X-ray imaging arrangement
Abstract
An x-ray system for narrow bandwidth imaging of in particular small objects is provided. X-radiation from an x-ray source ( 1 ) is focused by chromatic x-ray optics ( 2 ) on an x-ray energy dependent distance from the optics. Asymmetric focusing of the x-ray optics is compensated for by choosing an asymmetric focal spot of the source. The energy selective focusing makes possible blocking unwanted x-ray energies ( 3 ) from reaching an object ( 4 ). In that way optimization of the energy according to the size of the object can be done to minimize dose and maximize signal-to-noise ratio ( 7 ). Furthermore, a critical edge subtraction image can be obtained at the object dependent optimal energy if the object is injected with a contrast agent having an absorption edge close to the optimal energy ( 8 ).

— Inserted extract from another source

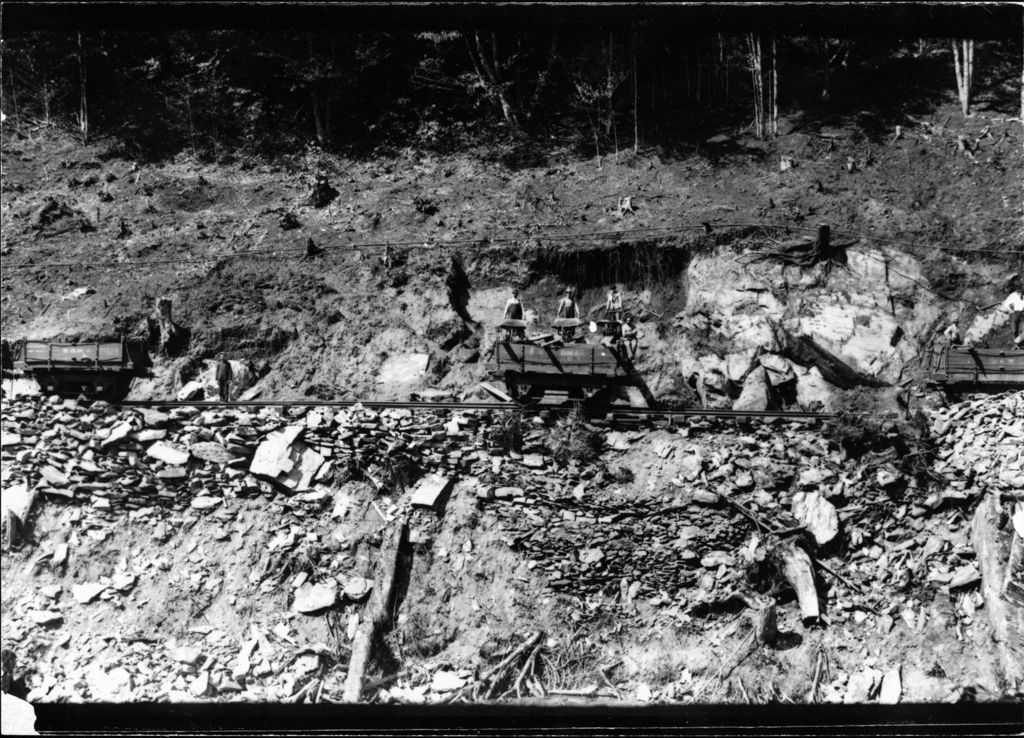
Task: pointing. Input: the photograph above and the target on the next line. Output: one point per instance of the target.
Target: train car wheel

Radiation is registered ( 5 ) and processed ( 6 ) to combine structural and energy subtraction images.
Claims
exact text as granted — not AI-modified1 . An x-ray imaging system for selective energy imaging of an object, said system comprising:
an x-ray source; chromatic x-ray optics for focusing radiation from said x-ray source on a distance according to the x-ray energy of said radiation; blocking means for blocking unwanted x-ray energies from said x-ray source having been focused by said x-ray optics; detecting means for registering radiation from said source that has been focused by said x-ray optics and has passed said object to be imaged; image processing means for converting the data registered by said detecting means into a for diagnostic purposes useful image; said x-ray source having a shape that is adapted to said x-ray optics.
2 . An x-ray imaging system according to claim 1 , wherein said x-ray optics comprise at least one refractive x-ray lens.

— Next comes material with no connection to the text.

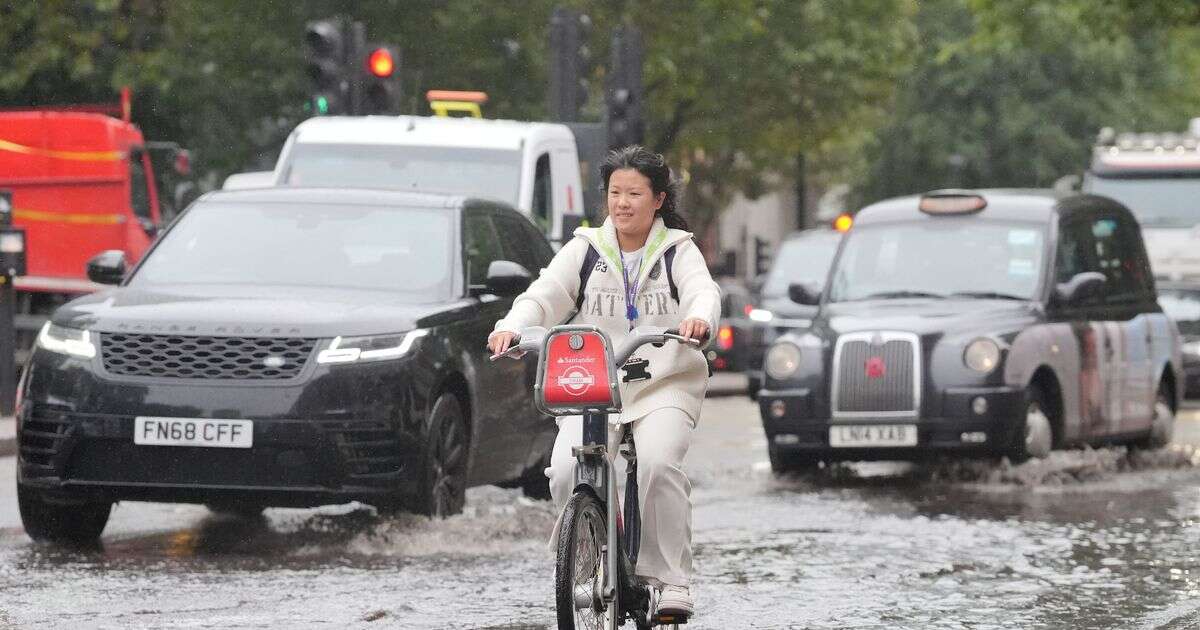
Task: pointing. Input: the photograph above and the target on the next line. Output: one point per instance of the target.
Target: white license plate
(873, 436)
(193, 432)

3 . An x-ray imaging system according to claim 2 , wherein said at least one x-ray lens comprises at least one multi prism refractive x-ray lens.
4 . An x-ray imaging system according to claim 2 , wherein said at least one x-ray lens comprises at least one prism array lens.

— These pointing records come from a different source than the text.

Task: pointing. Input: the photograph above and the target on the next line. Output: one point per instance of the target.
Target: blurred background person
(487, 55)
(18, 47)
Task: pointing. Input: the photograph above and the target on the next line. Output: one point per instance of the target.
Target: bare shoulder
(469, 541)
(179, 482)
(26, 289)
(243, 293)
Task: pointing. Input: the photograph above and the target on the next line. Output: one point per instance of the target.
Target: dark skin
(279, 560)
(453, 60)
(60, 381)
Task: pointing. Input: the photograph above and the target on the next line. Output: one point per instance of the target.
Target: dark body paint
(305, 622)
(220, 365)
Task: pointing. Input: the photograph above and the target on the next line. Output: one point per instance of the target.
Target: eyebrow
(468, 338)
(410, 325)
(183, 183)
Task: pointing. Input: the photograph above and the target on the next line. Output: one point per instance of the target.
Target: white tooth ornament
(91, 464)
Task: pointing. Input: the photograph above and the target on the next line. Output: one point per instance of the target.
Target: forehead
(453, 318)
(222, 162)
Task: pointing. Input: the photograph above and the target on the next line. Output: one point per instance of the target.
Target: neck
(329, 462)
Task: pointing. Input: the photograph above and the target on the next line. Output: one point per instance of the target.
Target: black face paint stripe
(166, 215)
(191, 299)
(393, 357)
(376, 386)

5 . An x-ray imaging system according to claim 1 , wherein said system is adapted for imaging an object having a size in the range 0.5-10 cm.
6 . An x-ray imaging system according to claim 1 , wherein said system is adapted for imaging an object being a living animal.
7 . An x-ray imaging system according to claim 6 , wherein said living animal is a small animal commonly used for research, such as a mouse or a rat.
8 . An x-ray imaging system according to claim 1 , wherein the energy illuminating said object is optimized to the size of said object so as to approximately minimize the radiation dose to said object at a certain signal-to-noise ratio;
said energy optimization or adjustment at least partially being achieved by adjusting said x-ray optics and said blocking means so as to selectively block other energies.
9 . An x-ray imaging system according to claim 8 , wherein contrast media, optionally being contained within an object being imaged, has contrast agent particles all made of the same bulk material.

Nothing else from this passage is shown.